Jemaah Haji Lanjut Usia Rentan Gangguan Psikiatri

Reporter : Maulana Kautsar
29 Juli 2018 09:20
Pasien psikiatri di klinik Kesehatan Haji sebagian besar berumur di atas 60 tahun.

Dream - Jemaah haji diminta untuk waspada terhadap suhu di Mekah yang mencapai 53 derajat Celcius. Kondisi ini karena jemaah haji lanjut usia (lansia) memiliki kerentanan tinggi terhadap perubahan lingkungan.

Kerentanan akan semakin tinggi bagi jemaah yang memiliki penyakit yang menyertainya. Ini akan meningkatkan stres bagi jemaah tersebut.

Sejak 17 Juli 2018 ada 17 pasien psikiatri yang dirawat. Tujuh diantara pasien itu telah kembali ke pemondokan. Hal tersebut diungkapkan Miftakhul Huda, dokter spesialis penyakit kejiwaan di Klinik Kesehatan Haji Indonesia (KKHI).
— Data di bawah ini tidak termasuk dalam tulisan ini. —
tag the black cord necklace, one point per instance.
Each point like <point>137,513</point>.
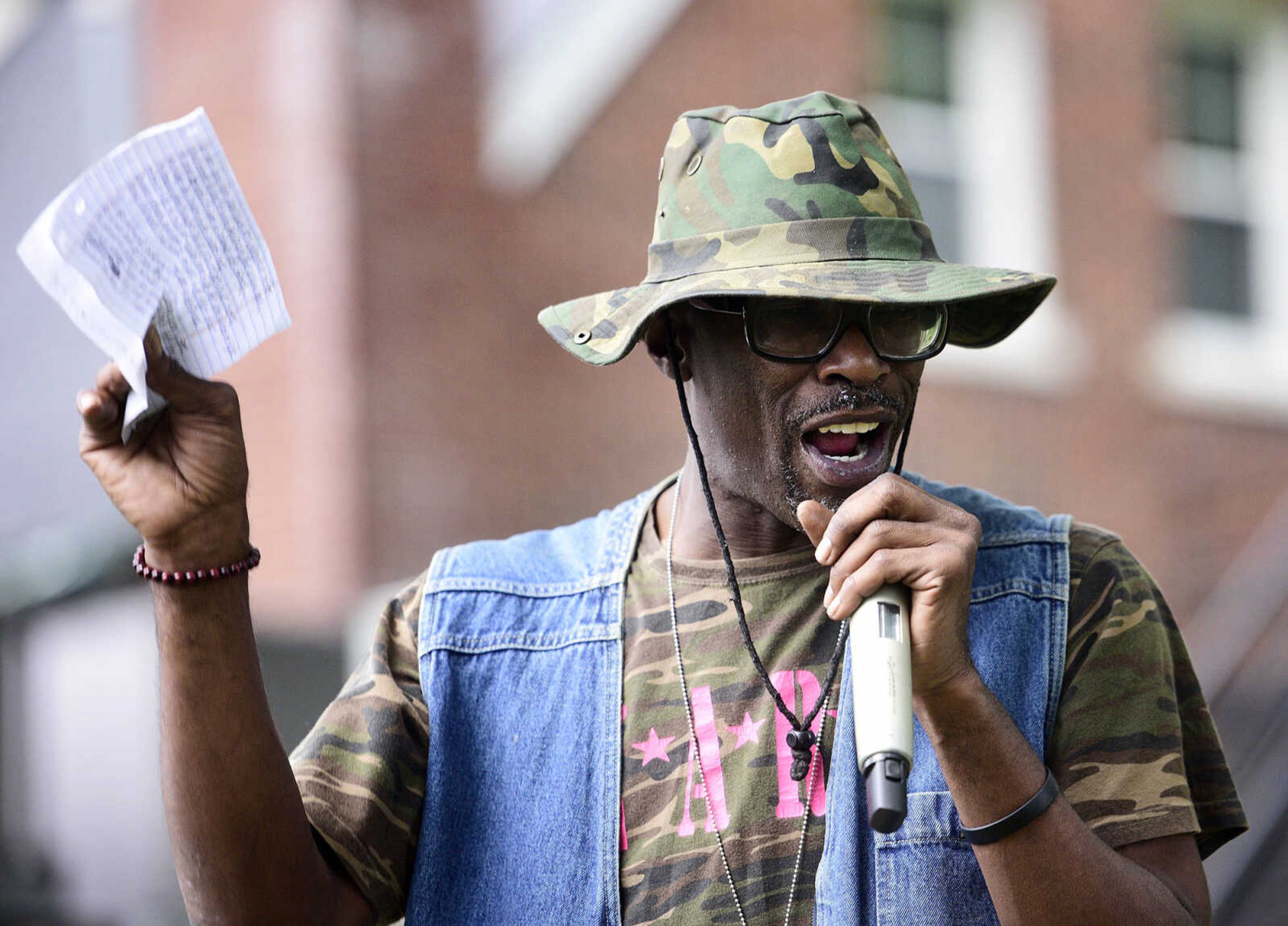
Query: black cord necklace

Sementara itu, 4 pasien dievakuasi ke Mekah. Jenis kelamin yang paling banyak dirawat adalah laki laki. Jemaah yang masih dirawat pada hari Sabtu, 28 Juli 2018, sebanyak 6 pasien.

Pasien psikiatri sebagian besar berumur di atas 60 tahun. Dia menyebut, para lansia ini tidak mudah untuk beradaptasi dan belajar hal-hal baru.
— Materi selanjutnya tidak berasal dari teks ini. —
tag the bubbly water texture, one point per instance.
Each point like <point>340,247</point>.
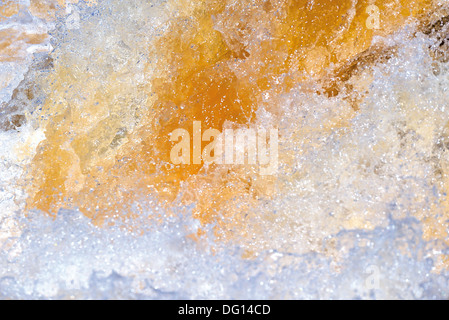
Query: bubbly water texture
<point>358,208</point>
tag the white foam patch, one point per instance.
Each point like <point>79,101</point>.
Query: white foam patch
<point>352,191</point>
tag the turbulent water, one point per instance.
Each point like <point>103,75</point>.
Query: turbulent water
<point>92,208</point>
“ Kita tidak dapat mengatakan pasien itu demensia sebelum diperiksa. Bisa saja dia ke sini karena gangguan adaptasi atau culture shock syndrome. Perbedaan antara kondisi di Indonesia dengan kondisi di sini. Mereka ke sini bertemu dengan kebiasaan dan budaya yang berbeda,” kata Huda.

Kasus psikiatri, menurut Huda, umumnya dipicu kondisi sosial dan lingkungan yang sangat berbeda antara Arab Saudi dan Indonesia. Banyak jemaah haji harus beradaptasi dengan lingkungan dan kondisi sosial yang baru.

“ Mereka sulit mengenali. Susah mengingat pintu-pintu yang sama. Apalagi mengingat pintu keluar di masjid nomor berapa. Mereka seringkali lupa dan bingung,” ujar dia.

Selain itu dehidrasi dan ketidakseimbangan elektrolit dapat menyebabkan jemaah haji mengalami perubahan tingkah laku. Seandainya jemaah mengalami gangguan psikiatri berat, maka dapat dipastikan jemaah haji akan dibadalkan.

Agar kondisi ini tak terjadi pada jemaah, mereka harus tetap tenang dan mengontrol emosi ketika sampai di Tanah Suci.

“ Tidak usah khawatir, yang penting jangan terpisah dari rombongan. Kalau ada masalah kesehatan di sini bisa tanya petugas karena kita ada di sekitar Nabawi,” ujar Huda.